Tuesday, May 10, 2011

No more birthday money :(

It's probably not a good idea to go shopping when your sad. Well I had birthday money so it wasn't that bad. I finally broke down and bought maternity pants. Old navy and target actually had some I liked. The ones at Kohls were expensive and I didn't like the jean material they were made out of. I also bought a tank top and cover up thingy. I also bought myself the new into the wild lotion scent from bath and body works, and I bought some acne clearing concealer. Thank you pregnancy for the beautiful acne you let sprout up on the right side of my chin. I seriously can't cover it up with ANYTHING. So the nice lady at ulta pointed me in the right direction. Apparently my foundation works perfectly for the rest of my face, so no need to change that, I just need concealer. Hopefully it will work! I'm so sick of looking like a meth face. Especially while I'm pregnant lol. 
but my favorite purchase of the day... The pink kitty cat bathrobe I bought for little Evee at Carter's! it was only 8.50! and I also bought my mom a surprise.. well its more for Evee but its a cute cupcake onsie set that says "grandmas sweetie" I couldn't resist. It was on sale too! Oh dear, I love carter's.
So for now shopping has improved my mood. It won't last, that's life but It helped for now and I can actually get through work without wanting to cry. 
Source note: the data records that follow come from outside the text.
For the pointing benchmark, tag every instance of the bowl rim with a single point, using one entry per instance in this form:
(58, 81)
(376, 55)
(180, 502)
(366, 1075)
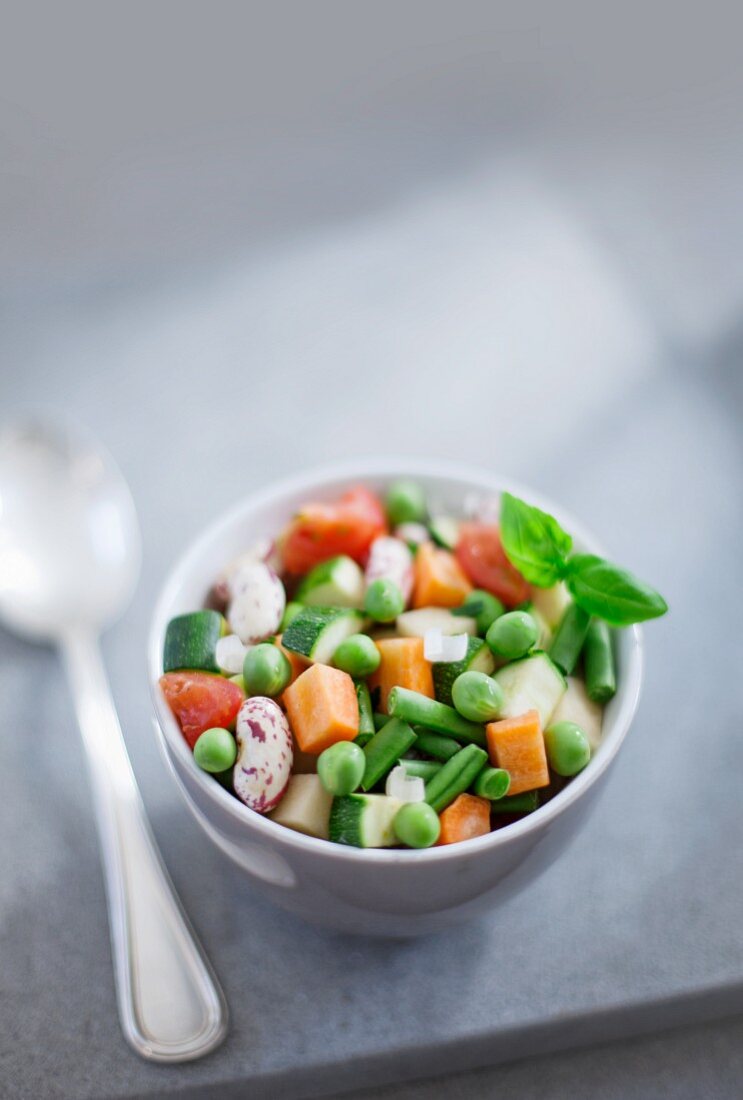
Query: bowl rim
(314, 480)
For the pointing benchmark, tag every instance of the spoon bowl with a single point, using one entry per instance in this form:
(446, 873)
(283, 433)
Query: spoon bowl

 I've been thinking a lot lately, back to a few months ago. I've been thinking about how hopeful I was and how skeptical I was too. I wish I would have kept my skeptical side up a little more. Maybe I wouldn't be in this mess. I knew better, I knew not to fall for it but I did. That's my fault I guess. I knew who he was and I knew that it would be this way. I was stupid to believe any different.
He said he'd change, but then again hes said a lot of things. I really don't care if he changes. I don't want him here. So far, its a new day. He has yet to prove himself and its only day 1. I'm not that dumb anymore and I really don't care if he fails or not. My mom was right when she said he would have to live with his choices. Oh boy, will he. That's not my problem. I've made no mistakes when it comes to growing from a child to a mother. I know whats more important and I'll always know whats more important. 


In other my life sucks news, my boss is transferring to a different department. This is terrible news. Hes probably the best boss I'll ever have. He's everything you would want in a boss. Fun, easy going, understanding, easy to talk to and most of all, he was helpful and smart. Now I bet we will get a boss who is way strict and scary. Ahh I'm not looking forward to it! what I need now most of all is an understanding boss. Hes understood why I'm crying sometimes, and he understands why its hard for me to do my job some days and he would take the time and heart to listen to why. I really appreciated that and now I won't have that anymore. and its not just me who is sad, everyone here is. Even people that he wasn't the boss of. Hes done an amazing job and I hope he knows that all of us will miss him (we've made sure to tell him) next tuesday will be a sad, sad day. but This is a good move for him. He will be able to spend time with his family and grow in this company.